Let the caterpillar have $n$ pieces arranged on positions $1,2,\dots,n$.

We place the pieces in a uniformly random order.

At every stage, the occupied positions form several contiguous blocks (“segments”).

We are interested in

$$M = \max(\text{number of segments seen during the process}).$$

For $n=40$, we must compute

$$\mathbb E[M].$$

1. Mathematical analysis

Segment dynamics

Suppose we place a piece at position $x$.
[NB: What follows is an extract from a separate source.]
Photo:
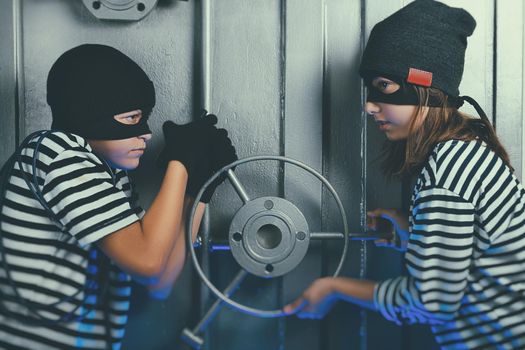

There are only three possibilities:

  • neither neighbor is occupied

$\Rightarrow$ a new segment is created

$\Rightarrow \Delta S = +1$

  • exactly one neighbor is occupied

$\Rightarrow$ an existing segment is extended

$\Rightarrow \Delta S = 0$

  • both neighbors are occupied

$\Rightarrow$ two segments merge

$\Rightarrow \Delta S = -1$

Thus the process is completely determined by the pattern of empty gaps.

Gap representation

Instead of storing occupied positions, we store empty gaps.

A gap is represented by

$$(g,L,R)$$

where:

  • $g$ = number of empty cells in the gap
  • $L \in {0,1}$: is the left boundary occupied?
  • $R \in {0,1}$: is the right boundary occupied?

Initially:

$$[(40,0,0)]$$

(one completely empty interval).

If we place a piece inside a gap, the gap splits into two smaller gaps.

This gives a clean recursive DP.

Probability DP

Define

$$F(state,s,m)$$

as the probability that, starting from:

  • current gap configuration = state
  • current number of segments = $s$

we never exceed $m$ segments in the future.

Then:

  • if $s>m$, return $0$
  • if no gaps remain, return $1$

Otherwise average over all possible placements.

Finally,

$$P(M \le m)=F(\text{initial},0,m).$$

Using the identity

$$\mathbb E[M] = \sum_{k\ge1} P(M\ge k) = \sum_{k\ge1} \left(1-P(M\le k-1)\right),$$

we obtain the expectation exactly.

2. Python implementation

from functools import cache
from collections import defaultdict

N = 40

@cache
def transitions(state, segs):
    """
    Generate all transitions from a given state.

    state = tuple of gaps (g, L, R)
    segs  = current number of segments
    """

    total_empty = sum(g for g, _, _ in state)

    out = defaultdict(int)

    for idx, (g, L, R) in enumerate(state):

        others = list(state[:idx] + state[idx + 1:])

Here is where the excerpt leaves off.